Technologies such as generative AI and digital twin help payers create consumer-centric health products and services like personalized health insurance plans. These products will become the model of the future where healthcare becomes more personalized, and models such as VBC, which drives individual outcomes and accountability, take center stage.
Payers at the bleeding edge and leading the way will become future leaders in this industry and more relevant to the future of healthcare.
Value-based payment agreements between payers and providers must be implemented.
With the help of value-based payment agreements, payers can accelerate the adoption of payment models such as capitation, which have been long ignored in the traditional FFS models. Complex payment arrangements that enable risk-sharing and improved collaboration for payers and providers will become the future models as accountability and transparency take center stage.
Newer VBC models require payers with legacy systems to invest in technology modernization and accelerate the transition toward VBC models. Advancing value-based payments at the intersection of providers’ revenue cycle management and payers’ core processing systems to improve business operations will be pivotal in this journey.
Healthcare payers are redefining their role in care delivery to deliver higher-value care to members. We list the key areas that payers need to focus on:
Encourage scale, capability, and innovation acquisition
Payers have incredible access to members and their health data within the boundaries of consent and privacy. They are strategically positioned to orchestrate players within the health and wellness ecosystem. The payer industry has seen vertical integrations through acquisitions of clinics, home-based care providers, pharmacies, and others that enable them to provide an end-to-end frictionless member experience. Through these acquisitions and integrations, payers can offer new care benefits such as value-based, accessible, affordable, personalized, and preventative care.
Adapt and enhance digital therapeutics
In-person therapy has several limitations, especially around quicker diagnosis, tracking reactions, and enforcing compliance. Treatment using digital technologies or digital therapeutics to augment in-person treatment considerably has resulted in better outcomes and drug compliance. Payers aim to detect, stop or slow down disease progression using digital interventions, as this would directly impact the overall member costs. In addition, payers have exhibited renewed focus on improving access to care and medication adherence and are providing tailored plans for members. They have also started to offer wearables to customers.
Virtual care methods such as telemedicine and remote monitoring gain traction, enabling patients to receive more coordinated care.
Home-based care and telehealth services will improve the patients' experience holistically, allowing the payers to serve them with proper care at the right time and cost.
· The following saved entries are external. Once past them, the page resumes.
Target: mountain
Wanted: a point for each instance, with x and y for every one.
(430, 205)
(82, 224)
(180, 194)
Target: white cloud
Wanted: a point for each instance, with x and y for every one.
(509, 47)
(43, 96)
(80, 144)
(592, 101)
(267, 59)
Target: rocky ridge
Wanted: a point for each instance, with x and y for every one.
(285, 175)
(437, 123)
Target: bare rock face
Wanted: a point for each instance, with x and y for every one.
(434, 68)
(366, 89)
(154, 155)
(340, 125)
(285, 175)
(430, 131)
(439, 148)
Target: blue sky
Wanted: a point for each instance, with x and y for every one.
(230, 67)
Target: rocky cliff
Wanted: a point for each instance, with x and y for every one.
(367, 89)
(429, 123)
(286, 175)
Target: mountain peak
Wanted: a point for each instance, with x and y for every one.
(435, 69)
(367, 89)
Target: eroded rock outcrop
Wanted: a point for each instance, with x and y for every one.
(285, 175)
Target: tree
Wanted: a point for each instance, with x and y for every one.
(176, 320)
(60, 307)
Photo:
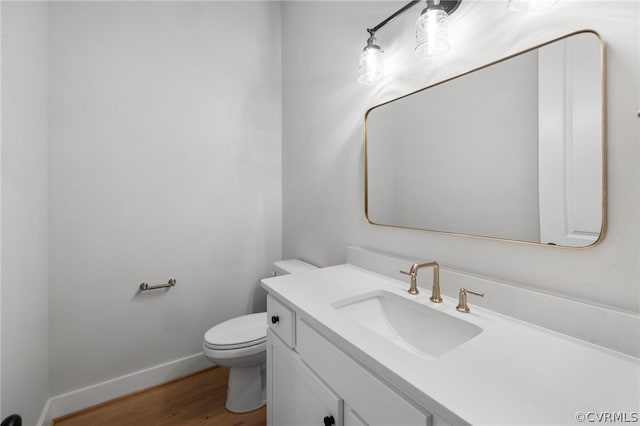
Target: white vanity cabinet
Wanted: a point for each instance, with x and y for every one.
(310, 381)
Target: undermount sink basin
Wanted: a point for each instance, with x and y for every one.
(409, 324)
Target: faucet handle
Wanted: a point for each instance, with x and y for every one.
(462, 299)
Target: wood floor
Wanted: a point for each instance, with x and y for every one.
(197, 399)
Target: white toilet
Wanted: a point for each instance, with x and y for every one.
(240, 344)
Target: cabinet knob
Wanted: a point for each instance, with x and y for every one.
(329, 421)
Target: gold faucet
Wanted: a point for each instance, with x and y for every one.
(413, 273)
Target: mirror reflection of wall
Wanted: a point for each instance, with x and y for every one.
(513, 150)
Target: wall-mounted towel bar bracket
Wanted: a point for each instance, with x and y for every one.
(146, 286)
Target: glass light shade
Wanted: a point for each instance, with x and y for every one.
(530, 6)
(432, 33)
(371, 64)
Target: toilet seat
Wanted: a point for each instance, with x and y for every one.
(244, 332)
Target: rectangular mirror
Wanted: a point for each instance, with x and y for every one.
(513, 150)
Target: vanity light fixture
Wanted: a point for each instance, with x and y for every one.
(371, 62)
(432, 37)
(530, 6)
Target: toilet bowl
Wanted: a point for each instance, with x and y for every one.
(240, 344)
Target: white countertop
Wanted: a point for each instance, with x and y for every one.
(512, 373)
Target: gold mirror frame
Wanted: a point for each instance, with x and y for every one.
(603, 151)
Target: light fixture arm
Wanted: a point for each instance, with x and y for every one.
(404, 8)
(449, 6)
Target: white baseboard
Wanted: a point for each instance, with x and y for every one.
(79, 399)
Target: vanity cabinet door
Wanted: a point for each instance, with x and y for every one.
(295, 395)
(281, 320)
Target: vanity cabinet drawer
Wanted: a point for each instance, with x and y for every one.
(281, 320)
(372, 401)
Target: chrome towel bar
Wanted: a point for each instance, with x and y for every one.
(146, 286)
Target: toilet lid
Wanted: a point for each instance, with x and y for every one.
(239, 332)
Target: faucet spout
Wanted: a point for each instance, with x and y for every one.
(413, 273)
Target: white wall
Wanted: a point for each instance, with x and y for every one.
(165, 161)
(322, 139)
(25, 367)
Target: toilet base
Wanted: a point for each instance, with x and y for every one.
(246, 388)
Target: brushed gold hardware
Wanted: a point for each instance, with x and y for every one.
(462, 299)
(413, 273)
(146, 286)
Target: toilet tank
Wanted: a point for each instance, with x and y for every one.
(291, 266)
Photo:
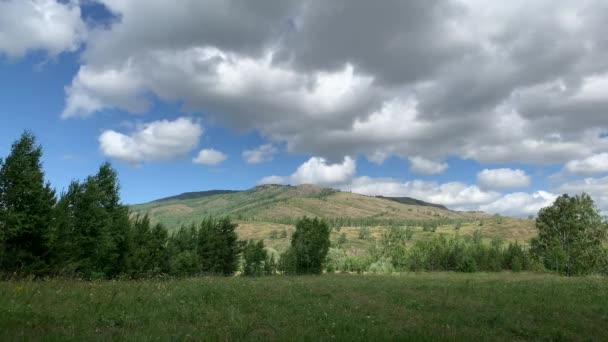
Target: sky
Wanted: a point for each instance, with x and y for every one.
(478, 105)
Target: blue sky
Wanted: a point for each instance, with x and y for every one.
(476, 107)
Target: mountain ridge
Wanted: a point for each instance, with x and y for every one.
(283, 203)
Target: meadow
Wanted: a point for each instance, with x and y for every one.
(425, 306)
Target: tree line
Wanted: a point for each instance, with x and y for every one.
(88, 232)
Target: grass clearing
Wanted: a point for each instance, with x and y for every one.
(501, 306)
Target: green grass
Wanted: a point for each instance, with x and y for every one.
(330, 307)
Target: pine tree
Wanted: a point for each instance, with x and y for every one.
(117, 224)
(26, 210)
(218, 248)
(571, 235)
(147, 249)
(310, 243)
(182, 250)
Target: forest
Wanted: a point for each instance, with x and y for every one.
(86, 232)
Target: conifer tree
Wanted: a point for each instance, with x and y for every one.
(26, 209)
(310, 243)
(255, 258)
(182, 249)
(147, 252)
(117, 222)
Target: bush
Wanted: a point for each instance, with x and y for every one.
(254, 257)
(468, 265)
(363, 233)
(571, 235)
(287, 262)
(336, 260)
(310, 242)
(382, 266)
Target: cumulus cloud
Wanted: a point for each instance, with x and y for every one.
(520, 203)
(155, 141)
(261, 154)
(425, 166)
(317, 171)
(209, 157)
(48, 25)
(481, 90)
(502, 178)
(597, 188)
(456, 195)
(597, 163)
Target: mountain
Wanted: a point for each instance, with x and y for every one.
(413, 201)
(282, 203)
(265, 210)
(195, 195)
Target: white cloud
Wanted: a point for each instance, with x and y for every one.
(455, 195)
(261, 154)
(49, 25)
(426, 167)
(280, 65)
(520, 203)
(502, 178)
(597, 163)
(209, 157)
(155, 141)
(273, 180)
(317, 171)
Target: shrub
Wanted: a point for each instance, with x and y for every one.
(254, 257)
(571, 235)
(310, 243)
(382, 266)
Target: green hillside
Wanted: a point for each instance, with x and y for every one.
(283, 203)
(268, 212)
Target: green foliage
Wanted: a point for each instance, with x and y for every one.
(363, 233)
(218, 248)
(310, 242)
(148, 253)
(274, 234)
(571, 236)
(26, 210)
(182, 246)
(255, 258)
(270, 265)
(429, 227)
(90, 238)
(342, 240)
(382, 266)
(288, 262)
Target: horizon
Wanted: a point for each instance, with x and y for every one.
(472, 105)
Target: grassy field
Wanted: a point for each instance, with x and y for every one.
(433, 306)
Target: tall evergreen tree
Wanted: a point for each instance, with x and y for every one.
(218, 247)
(26, 209)
(91, 231)
(147, 249)
(571, 235)
(310, 243)
(117, 224)
(182, 249)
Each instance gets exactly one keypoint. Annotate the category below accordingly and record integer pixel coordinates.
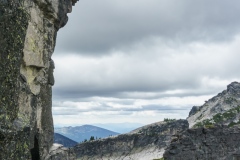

Accelerated adoption of value-based care and outcome-driven cost-sharing models will enable payers to play a crucial role in achieving the triple aim of healthcare (reducing cost of care, improving patient health and quality of care).
Advanced technologies (generative AI and digital twins) and continued investments in digital health and wellness, incentives and rewards, and the partner ecosystem, along with a deeper understanding of customer journeys and care pathways, will become critical for payers in streamlining the patient journey from illness to wellness.